Als Fazit bleibt festzuhalten, dass das Konstrukt der Normseite zur Bestimmung des Umfanges einer wissenschaftlichen Arbeit nicht geeignet ist. Wer mehr zu Normseiten wissen möchte, dem seien die Artikel von Isabel Bogdan und Literaturcafe empfohlen.

Zeichen sind der beste Maßstab

Zeichen sind die kleinste Informationseinheit im Schreibprozess und liefern daher als quantitativer Maßstab die genauesten Ergebnisse. Sie sind objektiv und zudem mit einem Textverarbeitungsprogramm auf Knopfdruck ausweisbar. Als Alternative bieten sich Wörter an. In einigen Prüfungsordnungen, wie die für die Studiengänge der philosophischen Fakultät der Heinrich Heine Universität Düsseldorf, (S. 13), wird dies auch so praktiziert. Nach diesen Vorgaben soll eine Bachelorarbeit 9.000 bis 15.000 Wörter umfassen. Wörter haben aber einen entscheidenden Nachteil: Sie sind in verschiedenen Sprachen unterschiedlich lang. In einer Untersuchung eines Abschnitts der EU-Verfassung, der in Deutsch, Englisch und Französisch vorliegt, errechnete sich eine Wortlänge von 6,53 Zeichen in Deutsch und nur 5,25 Zeichen in Englisch sowie 5,48 in Französisch. Aus einem deutschen Wort wie der „Nockenwellenlagerdichtung“ werden im Englischen drei Wörter (camshaft bearing seal) und im Französischen sogar sieben Wörter: „joint de palier d’arbre à cames“ (Ahting und Berger 2006, S. 10). Bei einer Bemessungsgrundlage auf Basis der Wortzahl würden Studierende, die ihre wissenschaftliche Arbeit in Englisch oder Französisch verfassen, benachteiligt. Studiengänge, die Bachelor- oder Masterarbeiten in verschiedenen Sprachen zulassen, sollten also nicht Wörter als Maßstab wählen.

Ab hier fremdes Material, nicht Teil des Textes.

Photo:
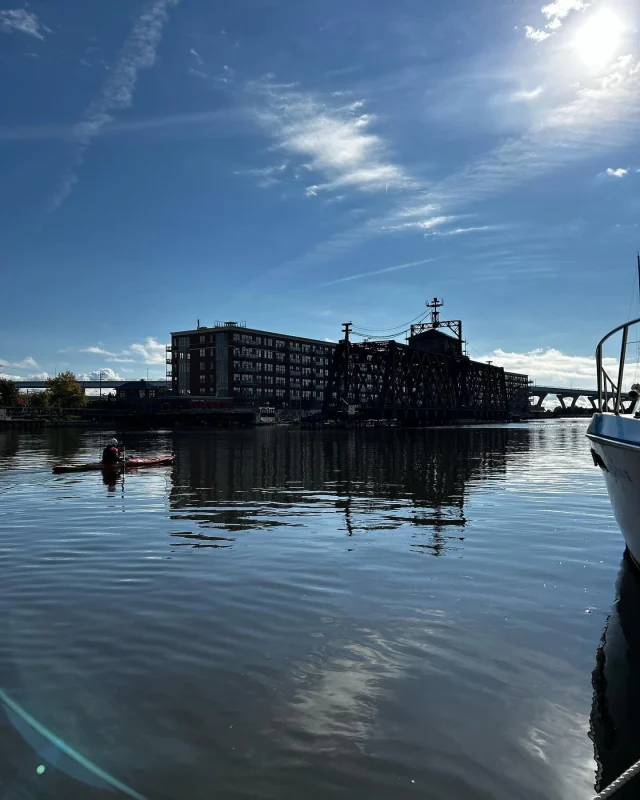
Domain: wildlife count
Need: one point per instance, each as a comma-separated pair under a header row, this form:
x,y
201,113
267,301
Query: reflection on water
x,y
260,619
615,718
373,482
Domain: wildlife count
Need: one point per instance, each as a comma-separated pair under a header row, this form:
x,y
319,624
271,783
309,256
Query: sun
x,y
598,39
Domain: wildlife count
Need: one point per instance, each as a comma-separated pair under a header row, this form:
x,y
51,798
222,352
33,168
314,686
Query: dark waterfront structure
x,y
253,367
429,380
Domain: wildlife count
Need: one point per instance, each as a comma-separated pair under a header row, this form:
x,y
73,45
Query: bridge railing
x,y
608,388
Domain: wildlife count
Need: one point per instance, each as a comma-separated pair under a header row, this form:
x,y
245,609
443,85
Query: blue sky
x,y
296,165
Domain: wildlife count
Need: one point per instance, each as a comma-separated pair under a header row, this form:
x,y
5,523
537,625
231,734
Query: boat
x,y
615,714
127,464
614,433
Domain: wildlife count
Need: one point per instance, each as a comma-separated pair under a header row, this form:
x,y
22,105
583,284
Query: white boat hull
x,y
615,443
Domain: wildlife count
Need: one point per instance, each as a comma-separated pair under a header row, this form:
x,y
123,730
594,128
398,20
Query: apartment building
x,y
255,367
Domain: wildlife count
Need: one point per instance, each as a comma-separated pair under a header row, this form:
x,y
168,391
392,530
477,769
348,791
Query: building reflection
x,y
376,479
615,714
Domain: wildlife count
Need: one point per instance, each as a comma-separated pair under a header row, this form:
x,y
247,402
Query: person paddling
x,y
111,453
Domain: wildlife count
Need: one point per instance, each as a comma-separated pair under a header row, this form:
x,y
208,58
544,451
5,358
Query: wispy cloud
x,y
151,352
19,20
267,176
334,144
139,52
203,123
399,223
527,94
98,351
458,231
26,363
535,34
556,13
360,275
551,367
620,172
105,374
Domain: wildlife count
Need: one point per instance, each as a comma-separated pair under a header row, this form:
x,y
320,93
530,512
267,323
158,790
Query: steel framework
x,y
378,380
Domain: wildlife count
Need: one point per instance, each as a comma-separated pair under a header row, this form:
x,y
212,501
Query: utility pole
x,y
434,305
346,327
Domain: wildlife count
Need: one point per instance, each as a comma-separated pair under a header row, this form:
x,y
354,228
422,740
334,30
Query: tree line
x,y
63,391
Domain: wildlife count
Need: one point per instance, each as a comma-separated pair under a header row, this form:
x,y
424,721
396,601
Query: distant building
x,y
136,390
253,367
517,387
436,341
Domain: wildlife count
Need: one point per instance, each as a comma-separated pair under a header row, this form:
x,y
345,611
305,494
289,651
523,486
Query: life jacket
x,y
110,454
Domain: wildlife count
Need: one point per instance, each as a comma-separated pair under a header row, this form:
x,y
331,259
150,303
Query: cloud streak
x,y
620,172
551,367
556,12
138,52
18,20
360,275
26,363
334,144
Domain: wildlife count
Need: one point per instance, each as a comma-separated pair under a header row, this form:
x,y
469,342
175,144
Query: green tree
x,y
65,391
8,392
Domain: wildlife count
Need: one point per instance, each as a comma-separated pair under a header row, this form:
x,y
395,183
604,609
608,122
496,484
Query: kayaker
x,y
111,453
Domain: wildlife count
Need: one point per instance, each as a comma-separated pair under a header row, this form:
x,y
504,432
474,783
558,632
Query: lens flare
x,y
599,38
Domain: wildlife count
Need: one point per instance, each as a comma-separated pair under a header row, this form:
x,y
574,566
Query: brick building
x,y
254,367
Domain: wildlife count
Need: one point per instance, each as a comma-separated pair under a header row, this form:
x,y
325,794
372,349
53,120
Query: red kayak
x,y
129,463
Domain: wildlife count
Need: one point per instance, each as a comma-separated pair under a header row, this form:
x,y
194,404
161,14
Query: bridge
x,y
563,394
27,384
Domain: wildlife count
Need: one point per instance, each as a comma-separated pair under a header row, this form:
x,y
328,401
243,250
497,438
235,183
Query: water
x,y
286,614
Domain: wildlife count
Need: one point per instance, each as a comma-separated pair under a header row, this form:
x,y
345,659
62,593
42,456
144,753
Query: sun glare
x,y
598,39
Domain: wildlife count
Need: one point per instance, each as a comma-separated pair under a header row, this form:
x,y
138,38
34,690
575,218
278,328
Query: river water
x,y
310,614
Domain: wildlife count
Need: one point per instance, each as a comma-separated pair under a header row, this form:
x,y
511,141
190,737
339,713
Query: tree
x,y
8,392
65,391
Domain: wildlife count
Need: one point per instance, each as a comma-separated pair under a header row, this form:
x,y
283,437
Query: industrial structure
x,y
248,366
428,380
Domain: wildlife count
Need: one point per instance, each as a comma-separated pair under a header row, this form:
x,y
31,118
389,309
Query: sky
x,y
298,165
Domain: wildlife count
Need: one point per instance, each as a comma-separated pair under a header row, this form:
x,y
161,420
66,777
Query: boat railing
x,y
610,390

Wir schlagen vor, Zeichen als Grundlage der quantitativen Bestimmung einer wissenschaftlichen Arbeit zu nehmen. Eine Bachelorarbeit könnte auf 70.000 Zeichen (mit Leerzeichen) festgelegt werden, so wie dies Prof. Herz von der Uni Bayreuth  oder das ISTO an der Ludwig-Maximilians-Universität München praktizieren. Es sollte nur der Hauptteil der wissenschaftlichen Arbeit ohne Verzeichnisse und Anhang gemessen werden. Würde das Literaturverzeichnis mitgezählt, dann hätten Studierende, die viele Quellen benutzen, weniger Platz für ihren Text als nicht so fleißige Kandidaten.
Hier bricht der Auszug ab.